Patrick Caulfield, familiar to Spectator readers as the designer of our Christmas covers, has an exhibition of seven new acrylic paintings at Waddington (till 28 July). The place is buzzing. So it should be. A Caulfield show is an event of increasing public interest. At a time when England has more good and varied painters and sculptors than ever before in its history he is unquestionably one of the best. At 43 he has long outgrown his , misleading but convenient classification as a pop artist. Today he is a painter of international stature, too good to be compared only with his contemporaries.

The quality of Caulfield's painting lies in the range of its authority. In this and other ways it is perhaps least inaccurate to classify it as mannerist. It is not mannerist in the fullest Italian sense because it does not insist on the primacy of the human figure — an arm is the most of a human you will see in these latest pictures — but it is based to some extent on intellectual preconceptions.

It is witty. It flouts certain visual rules and conventions. The colour is often vivid, the line boldly schematic. In a word it presupposes a reasonably educated spectator, which is a superior way of saying that it is European. European in the sense, for instance, that Roy Lichtenstein, the American painter who has also made a virtue of bold outlines, never is, even when he tries. Looking at a Caulfield, one is reminded that to make a compositional virtue of exaggerating outline is as much to do with Leger, stained glass, Minoan frescoes and the cavemen, as the comic-strips that inspired Lichtenstein. The two of them have some ironies in common, but their virtues mostly lie in their differences.

Outline, in fact, is much reduced in Caulfield's new work. It is still there delineating objects, demarcating zones of unmodulated colour, declaring structure, signalling planar and perspectival shifts, but increasingly as a counterpoint to areas of naturalistic painting. It was too insistent on the surface, now the eye is allowed more illusions. Scale and subject too have changed. At his last Waddington show in 1975 the pictures were mostly very large and featured various aspects and types of architecture. Now, with one exception, they are small still-lifes. They are also the most complex pictures of his career. Consider one of the most successful, 'Office Party'.

Office parties are important events in many people's lives but who but Caulfield would think of painting one? He captures that most evanescent of moments when one finds oneself alone in a quiet corner by the fresh air of a window, looking beyond the debris to the distant stars and wondering, perhaps in a slightly maudlin way, what life is all about. Behind a typical office desk littered with a formalised array of empties, discarded corks and a bowl of peanuts, is a naturalistic view of the top of Spoleto Cathedral, blue against an evening sky.

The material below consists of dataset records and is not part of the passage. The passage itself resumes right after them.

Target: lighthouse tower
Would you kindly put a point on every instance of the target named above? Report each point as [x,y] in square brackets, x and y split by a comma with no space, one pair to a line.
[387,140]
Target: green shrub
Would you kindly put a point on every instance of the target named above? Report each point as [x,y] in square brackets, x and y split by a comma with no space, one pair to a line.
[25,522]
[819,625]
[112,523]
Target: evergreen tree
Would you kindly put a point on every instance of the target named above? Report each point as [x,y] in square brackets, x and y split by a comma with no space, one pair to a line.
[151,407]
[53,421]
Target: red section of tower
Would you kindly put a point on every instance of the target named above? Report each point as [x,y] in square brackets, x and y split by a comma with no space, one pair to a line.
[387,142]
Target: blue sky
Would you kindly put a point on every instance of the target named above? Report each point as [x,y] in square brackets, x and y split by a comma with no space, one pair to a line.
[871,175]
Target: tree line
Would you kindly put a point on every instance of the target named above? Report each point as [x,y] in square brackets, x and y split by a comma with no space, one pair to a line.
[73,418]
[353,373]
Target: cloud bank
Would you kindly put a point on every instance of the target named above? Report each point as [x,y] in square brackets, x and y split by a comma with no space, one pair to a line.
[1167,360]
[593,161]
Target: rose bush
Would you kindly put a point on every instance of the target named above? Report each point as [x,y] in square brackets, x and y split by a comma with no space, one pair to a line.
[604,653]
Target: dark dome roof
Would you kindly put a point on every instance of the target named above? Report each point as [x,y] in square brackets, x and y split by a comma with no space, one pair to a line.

The source of the Cathedral image was a calendar, and the photo-realistic way in which Caulfield has copied it and then placed it beyond typewriter and telephone in the composition, encourages a deliberately ambiguous interpretation. It could be a window or a photograph, spiritual reflection or materialist holiday dream, a painterly allusion to the Renaissance or photography. The picture is also a comment, without a hint of social realism or the surreal, on the abnormality of everyday visual experience and our perception of pictorial convention. What reverberations are attendant upon the casual conjunction of Spoleto Cathedral and a typewriter! Why should two black specks transform a grey cubist plane into a filing cabinet? And then there are the less specific virtues of the Caulfield style: the carpentry of the composition, the balance of colour, most of all the ever-present resistance to cliches of the vertical and horizontal.

Three of the other pictures are equally successful, notably an 'Unfinished Painting' as the ironically finished article, which affords a wonderfully varied play on edges. Overall the odd detail is sometimes excessive — a naturalistic screw on a formalised pepper-pot the most exquisite — and the big painting contains enough material for three, but none of this is sufficiently irksome to detract from the authority of the performance as a whole.